The ‘rough climate’ of the title reflects the encroaching unease that many people feel about the circumstances of their lives. In his seventh collection (and his first for seven years) E.A. Markham draws attention to the euphemisms and other abuses of language which help to coarsen this climate.
As well as poems about his native Montserrat, focusing on the devastating effect of the volcano, there are poems on many aspects of life in England and Europe, and two entertaining, partly autobiographical prose pieces, ‘Taking the Drawing Room through Customs’ and ‘In Other Words’, which also make an informal commentary on the background to the poems.
As the title implies, Simon Armitage’s flesh-and-blood account of numerous personal journeys reads like a private encyclopaedia of emotion and health. Vivid and engaged, the poems range from the rainforests of South America to the deserts of Western Australia, but are set against the ultimate and most intimate of all landscapes, the human body.

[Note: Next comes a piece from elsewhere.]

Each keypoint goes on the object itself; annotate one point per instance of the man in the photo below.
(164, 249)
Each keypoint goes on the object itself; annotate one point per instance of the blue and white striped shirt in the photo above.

Equally, the body politic comes into question, through subtle enquiries into Englishness and the idea of home.
The fifth and best collection of poetry from the award-winning author of Rembrandt Would Have Loved You.
Beginning with a love letter and ending with a haunting meditation on departure and migration, Voodoo Shop takes the reader on a series of spectacular journeys across the world. Tori Amos chooses a piano in Vienna; Bridget Riley argues about art in a Venetian piazza; lovers buy each other voodoo dolls in Rio. The poems are separate dramatic scenarios with a strikingly varied cast of characters, but taken all together, they enact a single love story.